Fertility Options Overseas
Irish couples who desperately want to start a family are going to Spain, Denmark and the Czech Republic Fertility Clinics, joined by same-sex couples as well as single women who want to conceive before it is too late. Enquiries for overseas fertility treatments have increased by 59pc in the past six months alone, according to new research by the private healthcare, WhatClinic.com.
The numbers of Irish people enquiring about IVF procedures in the Czech Republic has increased by a whopping 465pc in the last 12 months, with requests for information about the same treatment in Spain more than doubling during this period.
Denmark and the Czech Republic are popular not just in terms of advanced treatments but also because donors are likely to be close enough to our Celtic colouring, which is considered important in areas such as egg and sperm donation.
Meanwhile, in Ireland, IVF enquiries have dropped by more than a fifth this year. As well as Denmark, Spain, and the Czech Republic, the United States is also a destination of choice.
Fertility treatments such as IVF have become increasingly popular in recent years, with a number of well-known mums like Brooke Shields, Christie Brinkley and Nicole Kidman all speaking openly about how it helped them to conceive.
One round of IVF in Ireland costs on average €4,662. The Czech Republic, patients are paying €2,651. And with many couples needing several attempts at IVF before it is successful, the cost of the treatment can become a major factor.

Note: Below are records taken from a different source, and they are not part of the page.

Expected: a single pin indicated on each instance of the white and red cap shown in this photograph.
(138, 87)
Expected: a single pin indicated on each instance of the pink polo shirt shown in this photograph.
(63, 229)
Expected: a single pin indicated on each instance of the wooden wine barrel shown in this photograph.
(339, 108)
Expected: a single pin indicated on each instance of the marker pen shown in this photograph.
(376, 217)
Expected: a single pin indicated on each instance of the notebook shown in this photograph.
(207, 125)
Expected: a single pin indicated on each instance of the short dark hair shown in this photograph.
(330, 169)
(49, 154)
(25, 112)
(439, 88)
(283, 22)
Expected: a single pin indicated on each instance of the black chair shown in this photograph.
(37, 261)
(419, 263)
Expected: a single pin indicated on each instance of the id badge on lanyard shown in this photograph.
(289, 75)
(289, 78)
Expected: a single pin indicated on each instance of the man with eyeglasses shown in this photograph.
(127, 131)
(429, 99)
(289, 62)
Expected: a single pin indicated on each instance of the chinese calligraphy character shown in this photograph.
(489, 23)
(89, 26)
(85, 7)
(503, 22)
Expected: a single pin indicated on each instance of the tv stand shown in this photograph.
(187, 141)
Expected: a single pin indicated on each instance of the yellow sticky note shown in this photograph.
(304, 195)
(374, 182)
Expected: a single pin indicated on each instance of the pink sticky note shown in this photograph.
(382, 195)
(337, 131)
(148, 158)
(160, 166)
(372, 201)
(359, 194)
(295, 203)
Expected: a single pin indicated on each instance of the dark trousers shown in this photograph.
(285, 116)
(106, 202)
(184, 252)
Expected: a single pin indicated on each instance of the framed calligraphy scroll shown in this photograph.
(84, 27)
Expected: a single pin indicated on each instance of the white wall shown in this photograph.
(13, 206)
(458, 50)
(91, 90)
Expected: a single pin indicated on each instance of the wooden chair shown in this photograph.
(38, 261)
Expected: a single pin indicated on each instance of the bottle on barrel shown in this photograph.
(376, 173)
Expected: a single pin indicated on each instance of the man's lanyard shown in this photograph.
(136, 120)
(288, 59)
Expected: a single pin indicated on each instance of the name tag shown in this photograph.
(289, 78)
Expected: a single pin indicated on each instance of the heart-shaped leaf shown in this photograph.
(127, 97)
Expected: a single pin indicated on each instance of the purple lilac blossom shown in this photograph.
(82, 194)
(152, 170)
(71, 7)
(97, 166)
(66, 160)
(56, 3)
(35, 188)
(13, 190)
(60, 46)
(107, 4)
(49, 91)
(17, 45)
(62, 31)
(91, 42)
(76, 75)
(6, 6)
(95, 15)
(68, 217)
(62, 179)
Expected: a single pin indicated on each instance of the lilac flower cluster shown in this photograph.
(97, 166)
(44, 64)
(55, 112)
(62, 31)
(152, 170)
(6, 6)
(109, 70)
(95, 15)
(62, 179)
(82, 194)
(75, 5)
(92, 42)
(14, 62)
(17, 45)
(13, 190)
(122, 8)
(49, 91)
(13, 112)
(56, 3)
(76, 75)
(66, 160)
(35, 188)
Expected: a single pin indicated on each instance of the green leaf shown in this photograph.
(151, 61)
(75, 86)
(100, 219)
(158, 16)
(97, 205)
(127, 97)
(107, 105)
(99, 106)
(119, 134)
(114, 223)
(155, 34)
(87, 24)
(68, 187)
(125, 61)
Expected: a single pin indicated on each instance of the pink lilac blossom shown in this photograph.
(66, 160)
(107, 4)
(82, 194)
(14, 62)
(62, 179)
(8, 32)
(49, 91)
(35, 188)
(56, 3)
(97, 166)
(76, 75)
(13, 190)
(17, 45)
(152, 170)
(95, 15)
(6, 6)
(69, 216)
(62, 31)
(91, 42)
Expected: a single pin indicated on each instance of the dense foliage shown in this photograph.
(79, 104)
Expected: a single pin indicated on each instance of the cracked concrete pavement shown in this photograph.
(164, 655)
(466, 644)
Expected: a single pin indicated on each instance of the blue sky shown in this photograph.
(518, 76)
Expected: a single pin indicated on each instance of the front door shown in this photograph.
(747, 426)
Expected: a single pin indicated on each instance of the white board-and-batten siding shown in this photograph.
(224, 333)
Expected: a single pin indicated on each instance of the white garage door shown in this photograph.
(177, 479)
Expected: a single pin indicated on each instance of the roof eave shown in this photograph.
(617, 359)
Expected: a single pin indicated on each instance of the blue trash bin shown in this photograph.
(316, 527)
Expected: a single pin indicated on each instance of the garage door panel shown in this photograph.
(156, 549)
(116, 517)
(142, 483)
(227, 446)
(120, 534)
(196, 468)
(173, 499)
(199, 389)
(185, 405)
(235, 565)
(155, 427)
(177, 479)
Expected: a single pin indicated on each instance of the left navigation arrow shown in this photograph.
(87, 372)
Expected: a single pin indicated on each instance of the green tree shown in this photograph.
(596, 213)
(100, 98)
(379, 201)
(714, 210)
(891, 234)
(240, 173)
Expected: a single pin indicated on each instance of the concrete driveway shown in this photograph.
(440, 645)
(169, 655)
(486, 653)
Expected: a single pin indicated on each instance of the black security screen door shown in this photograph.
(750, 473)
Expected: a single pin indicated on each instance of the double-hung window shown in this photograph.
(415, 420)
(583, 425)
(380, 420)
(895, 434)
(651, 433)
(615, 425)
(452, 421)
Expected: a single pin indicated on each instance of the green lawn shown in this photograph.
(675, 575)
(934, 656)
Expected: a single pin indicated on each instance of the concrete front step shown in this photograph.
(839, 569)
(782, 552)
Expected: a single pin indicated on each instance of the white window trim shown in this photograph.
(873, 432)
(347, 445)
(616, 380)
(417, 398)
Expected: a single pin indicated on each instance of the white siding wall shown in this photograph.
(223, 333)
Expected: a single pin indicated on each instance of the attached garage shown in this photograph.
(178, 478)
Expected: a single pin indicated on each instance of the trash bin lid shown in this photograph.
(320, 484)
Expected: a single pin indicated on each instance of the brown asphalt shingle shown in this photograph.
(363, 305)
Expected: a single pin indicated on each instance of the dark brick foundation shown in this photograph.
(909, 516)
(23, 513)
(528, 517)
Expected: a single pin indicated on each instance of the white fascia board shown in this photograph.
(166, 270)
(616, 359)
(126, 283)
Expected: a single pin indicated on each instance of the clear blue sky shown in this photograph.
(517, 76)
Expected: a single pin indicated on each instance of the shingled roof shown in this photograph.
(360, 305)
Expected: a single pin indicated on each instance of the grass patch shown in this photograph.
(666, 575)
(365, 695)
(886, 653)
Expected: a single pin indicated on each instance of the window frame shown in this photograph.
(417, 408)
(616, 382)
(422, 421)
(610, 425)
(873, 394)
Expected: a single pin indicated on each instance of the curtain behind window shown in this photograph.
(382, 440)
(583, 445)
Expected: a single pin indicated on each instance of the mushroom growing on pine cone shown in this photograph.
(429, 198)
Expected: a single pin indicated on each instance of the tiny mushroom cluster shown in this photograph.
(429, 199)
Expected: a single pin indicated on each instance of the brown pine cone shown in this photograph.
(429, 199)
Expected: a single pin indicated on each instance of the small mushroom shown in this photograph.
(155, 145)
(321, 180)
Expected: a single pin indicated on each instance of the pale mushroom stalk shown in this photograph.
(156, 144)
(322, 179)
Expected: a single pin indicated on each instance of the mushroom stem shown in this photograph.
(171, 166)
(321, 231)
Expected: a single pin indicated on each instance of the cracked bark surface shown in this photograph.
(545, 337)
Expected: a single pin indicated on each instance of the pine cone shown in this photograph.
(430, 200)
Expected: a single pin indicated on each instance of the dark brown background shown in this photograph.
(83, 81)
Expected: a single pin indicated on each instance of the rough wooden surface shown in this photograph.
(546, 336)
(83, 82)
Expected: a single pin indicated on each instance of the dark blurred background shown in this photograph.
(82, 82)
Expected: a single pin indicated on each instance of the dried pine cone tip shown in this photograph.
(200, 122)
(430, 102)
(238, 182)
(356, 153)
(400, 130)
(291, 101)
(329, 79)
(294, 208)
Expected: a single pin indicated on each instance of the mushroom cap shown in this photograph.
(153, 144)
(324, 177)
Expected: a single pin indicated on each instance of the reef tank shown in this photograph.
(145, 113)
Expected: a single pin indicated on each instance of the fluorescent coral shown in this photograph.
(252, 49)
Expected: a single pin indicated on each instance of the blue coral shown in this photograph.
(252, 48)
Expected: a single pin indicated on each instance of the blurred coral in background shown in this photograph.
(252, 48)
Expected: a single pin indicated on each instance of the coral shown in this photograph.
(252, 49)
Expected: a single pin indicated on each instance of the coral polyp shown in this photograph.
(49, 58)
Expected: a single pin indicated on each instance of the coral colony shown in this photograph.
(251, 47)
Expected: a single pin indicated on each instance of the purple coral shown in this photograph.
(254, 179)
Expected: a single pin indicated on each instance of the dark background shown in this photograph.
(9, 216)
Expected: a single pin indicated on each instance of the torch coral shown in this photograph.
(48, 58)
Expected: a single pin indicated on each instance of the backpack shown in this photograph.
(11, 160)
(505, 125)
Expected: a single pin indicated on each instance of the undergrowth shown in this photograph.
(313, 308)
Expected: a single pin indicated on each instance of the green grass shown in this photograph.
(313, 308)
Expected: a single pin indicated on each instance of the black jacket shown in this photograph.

While the average cost of IVF in Spain is higher than in Ireland, at an average of €4,800, it is believed that Spain's reputation as a leader in this highly specialised medical area has made it an attractive destination for Irish fertility patients.
However, Dr John Waterstone, Medical Director of the Cork Fertility Clinic, believes that while a small number of Irish people may be travelling for IVF, the biggest draw are overseas egg banks, which are not available here.
"There is a smaller number travelling for IVF treatment because there is the perception that it is cheaper abroad," he explained.
"The Czech Republic is a big destination for that, but by the time you factor in travelling and staying somewhere, then it may be that it's not actually that much cheaper at all. The big reason why women from Ireland are going abroad for fertility treatment is for egg donation, where their eggs are not of a good enough quality to conceive.
"Egg donation is one thing that we can't do adequately in Ireland at the moment because we don't have a supply of anonymous egg donors," Dr Waterstone added.
"So we have a link to a clinic in Spain, where our patients go. Some of our patients will also go to the United States because the success rate is extremely high for egg donation there. We are linked with a clinic in the States where they will actually guarantee you a baby or your money back."
WhatClinic.com says Irish enquiries for egg donation in the Czech Republic have tripled in the last year, with enquiries for the same services in Spain rising by a third.
"The internet has made IVF treatment abroad more accessible and more appealing," said Declan Keane, Director, Senior Clinical Embryologist with ReproMed Ireland.
"What's making them go abroad mainly is to access services, which they could not avail of in Ireland up to quite recently, such as donor sperm. So they were travelling abroad to access the sperm banks, but that is all accessible in Ireland now through ReproMed and clinics like us," Mr Keane said.
"There are no egg banks in Ireland, but certainly we can assist those services through Spain," Mr Keane added.
"I feel that you are better off staying in Ireland for IVF services and then for donor eggs, we can now freeze the man's sperm, fly it out, create the embryos and you can even have your embryos brought back into Ireland."
Mr Keane disagrees with a perception that Irish people are travelling overseas because they feel these clinics have more experience and expertise than fertility clinics in Ireland.
"It's not that they see the services as being better outside, I think people see it as being cheaper or they are accessing a service they cannot get here," he explained.
"I think the services in Ireland are excellent."
However, Mr Keane did concede that there are treatments available elsewhere, including IVF-related procedures, which have not yet been introduced in Ireland.
"People will go across the borders to access IVF treatment, where some of the newer techniques haven't yet hit Ireland," he said.
"In Ireland, we kind of watch what happens; are they successful? Are they viable? Is there any increased risk of abnormalities in the babies? Then we'll take on those research services. And some people will say 'look, I just need to access those now, so I'm going.'"
According to one 33-year-old woman, who had two failed IVF procedures in Ireland before going to Spain, where the procedure was finally a success, Irish people are travelling for more than financial reasons and egg donation.
"The main reason for going abroad was to avail of the expertise that clinics with higher patient turnovers have to offer," she explained.
"Because there are lower numbers doing IVF here, you get the sense that the expertise and the most up-to-date treatment options might not be available.
"I know a few girls my age, who like me, went abroad after two failed cycles. All of us conceived abroad using our own eggs."
Another woman (37), who is 20 weeks pregnant after travelling to Prague for her third IVF treatment, is more critical of Ireland's fertility sector.
"It was for male fertility that we went. I always felt that my husband needed a procedure done and they wouldn't listen to me here, so I asked them in Prague to do it. That operation is the only reason I'm pregnant," she said.